Don’t forget the second half of the question: WILL the student write something better?
Abstract capabilities are all well and good. But unless the kid is a blogger or memoirist, they haven’t been writing in any related genre. The fact that the kid writes great fiction or great history papers or great HS newspaper articles does not always mean they’ll excel in this genre. The only measure of what a kid is “capable of producing” is what she actually produces.
More importantly, we’re talking about teenagers. I give the OK on a non-amazing essay when I’ve pulled and pulled and the student isn’t giving any more. There comes a point where more pressure from me is just going to cause anxiety and hostility, not writer’s insight. That’s a judgment call with each kid, and I often discuss it with the parents. But this isn’t something you can force.
I haven’t read where the OP has said exactly what it is about the essay she doesn’t like?
I haven’t had to proof an essay for the kids for a while, although occasionally they do ask me (I’m a professional writer-please excuse my use of the vernacular on here as I’m “off duty”). Typically I’ll just check it for grammar, usage, and other stuff the computer doesn’t pick up when they spell check it. The essay should be clean and tight, but I don’t think it should be “polished and buffed”. That may be semantics, though.

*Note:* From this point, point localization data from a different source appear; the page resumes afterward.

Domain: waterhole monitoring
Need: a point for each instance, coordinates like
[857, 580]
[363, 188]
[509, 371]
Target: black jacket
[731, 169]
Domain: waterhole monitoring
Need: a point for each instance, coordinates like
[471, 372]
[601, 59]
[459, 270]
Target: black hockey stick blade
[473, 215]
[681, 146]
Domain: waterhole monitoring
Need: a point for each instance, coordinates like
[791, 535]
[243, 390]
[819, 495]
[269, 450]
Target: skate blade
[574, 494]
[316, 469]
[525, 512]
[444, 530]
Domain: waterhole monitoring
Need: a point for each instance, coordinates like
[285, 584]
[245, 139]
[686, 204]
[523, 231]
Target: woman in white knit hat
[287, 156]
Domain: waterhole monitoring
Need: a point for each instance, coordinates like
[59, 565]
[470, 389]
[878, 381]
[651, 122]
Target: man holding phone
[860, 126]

If they ask me at the beginning I will offer suggestions, like asking them to find the idea that will connect with their intended audience, and then seeing them work from there. Brainstorming is fun for that.
Sometimes I do notice that I’m not hearing their voice in the work, and I’ll point that out, but really, what’s coming out of their head needs to get authentically to the paper, without the mature perspective of a grownup (in my opinion, of course). I am totally ok with their writing sounding “juvenile” because they are juveniles!

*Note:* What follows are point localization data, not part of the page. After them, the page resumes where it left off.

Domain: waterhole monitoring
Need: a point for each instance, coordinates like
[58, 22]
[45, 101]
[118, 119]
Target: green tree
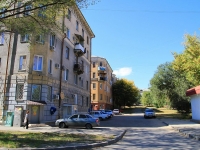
[146, 98]
[28, 16]
[169, 86]
[188, 63]
[125, 93]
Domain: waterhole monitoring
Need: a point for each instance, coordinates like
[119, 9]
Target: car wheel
[88, 126]
[62, 125]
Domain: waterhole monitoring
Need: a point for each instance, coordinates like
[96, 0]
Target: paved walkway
[186, 127]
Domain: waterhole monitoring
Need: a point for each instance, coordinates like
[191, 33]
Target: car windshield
[149, 110]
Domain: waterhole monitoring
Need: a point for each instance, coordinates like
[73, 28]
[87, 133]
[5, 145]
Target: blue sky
[136, 36]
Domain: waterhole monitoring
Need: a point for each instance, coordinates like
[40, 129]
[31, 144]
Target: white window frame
[36, 60]
[66, 74]
[50, 67]
[67, 53]
[22, 62]
[2, 38]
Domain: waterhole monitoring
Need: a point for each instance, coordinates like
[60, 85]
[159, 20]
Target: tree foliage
[188, 63]
[168, 86]
[27, 16]
[125, 93]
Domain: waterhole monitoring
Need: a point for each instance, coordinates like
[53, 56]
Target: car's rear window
[149, 110]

I’ve read my son’s CA essay mostly because one of the schools he is applying to is rolling and they say applying earlier is better. School doesn’t start here for another week and I’m not sure when they’ll work on essays in AP Lit so I looked at it just for that one school. He choose the significant challenge and has one that applies and he wanted to disclose but doesn’t have to be treated seriously. I liked his unique voice and some of the unusual phrasing. I think it shows that it was his work and wasn’t uber polished. There were 2 words I felt like he could find a better word for but hopefully that will come from his teacher. I only know the topics for his MIT app essays and I think he tried a little too hard to be funny and oddly enough on that one he didn’t use his actual challenge for the challenge question but will disclose it on other so maybe they will respect that he was trying to tell a good story. His CA essay can’t be condensed down to the MIT word limit. It wouldn’t have been my choice but honestly it is who he is so we’ll see if that meshes with what they want.
I’d worry about taking advice from English teachers, especially younger ones. It seems like all the English class writing my son has done for the past 2-3 years is “analysis of the author’s purpose and techniques” and “arguing from evidence.” I thought I was going to like the Common Core’s balance between reading fiction and non-fiction. But the last time DS got to write personal narratives for school was probably 3rd grade and the last time that his own personal response and thoughts about a work of fiction were asked for was probably 5th grade. I hope he can remember how to write about himself and his own thoughts, because that is certainly discouraged in English classes these days.
The good news is you’ve got time. A good thing to do with any writing is put it in a drawer for a week or two. Don’t think about it. Then take it out again and see if you feel the same way. Maybe your daughter would be willing to take a stab at a totally new essay in the interm. Perhaps you could brainstorm half a dozen ideas together. Then go away. Let her pick one and write a draft on a new topic. Good luck.